Silent Hill 4‘s entire second half was one long escort mission, raising the ire of many a gamer. Except, if you look closely, Eileen is not your typical escortee. While she begins with a measly purple purse, she can be equipped with increasingly powerful weapons the player discovers over the course of the game, including a fully automatic firearm. She’s also unkillable, which helps a lot.
This last point is rather important. Eileen isn’t meant to be protected, in the context of the narrative; she’s meant to take a beating. Like Walter’s other “mother,” Eileen exists to provide a false sense of warmth, of security, and then to snatch it cruelly away.
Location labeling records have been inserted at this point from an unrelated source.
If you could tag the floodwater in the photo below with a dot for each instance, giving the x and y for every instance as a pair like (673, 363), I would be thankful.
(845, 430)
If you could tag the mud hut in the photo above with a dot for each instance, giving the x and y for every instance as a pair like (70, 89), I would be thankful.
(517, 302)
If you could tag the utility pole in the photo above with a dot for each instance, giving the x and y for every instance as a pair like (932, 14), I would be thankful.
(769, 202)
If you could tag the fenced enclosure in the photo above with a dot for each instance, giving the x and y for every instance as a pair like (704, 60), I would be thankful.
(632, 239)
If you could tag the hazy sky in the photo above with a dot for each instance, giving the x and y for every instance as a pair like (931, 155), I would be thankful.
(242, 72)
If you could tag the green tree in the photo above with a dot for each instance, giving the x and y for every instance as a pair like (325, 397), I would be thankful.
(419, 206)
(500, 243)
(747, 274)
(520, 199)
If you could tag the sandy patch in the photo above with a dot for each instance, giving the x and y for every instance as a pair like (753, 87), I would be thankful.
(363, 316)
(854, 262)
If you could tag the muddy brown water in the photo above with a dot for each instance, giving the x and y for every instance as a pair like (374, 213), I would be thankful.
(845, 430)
Despite her navigational difficulties, Eileen begins as a major boon for the player, but as she soaks up damage, things begin to…change. She’ll start talking in a babyish voice, rambling snatches of the cult’s scripture. Awful-looking bruises will appear over her skin. And, after enough abuse, Eileen starts to lapse into trances that drain Henry’s health, just like the ghosts and hauntings in his apartment. If these trances get bad enough, Eileen will self-flagellate with whatever weapon she has on hand.
Mortal Sin #3: Unkillable Enemies That Follow You Around Relentlessly, Damage You by Proximity, and Can Phase through Solid Walls – Oh come on, I thought you wanted a horror game! Besides which, the ghosts’ “coming out of the walls” animation is disgusting reminiscent of adult childbirth.
Like Takashi Miike’s Audition, Silent Hill 4 breaks all the rules because it wants you, the audience, to feel personally betrayed. It invites you home and then turns that home into an oppressive prison. “It’s okay to look,” it tells you, right before calling you a disgusting pervert. It lets you feel comfortable with Eileen, like you can rely on her, and then has her reveal her inner cruelty–a defining experience with women that, without a doubt, both Walter and Henry share. It takes you inside the mind of a sociopathic, depraved killer, and then shows you that you have more in common than you thought.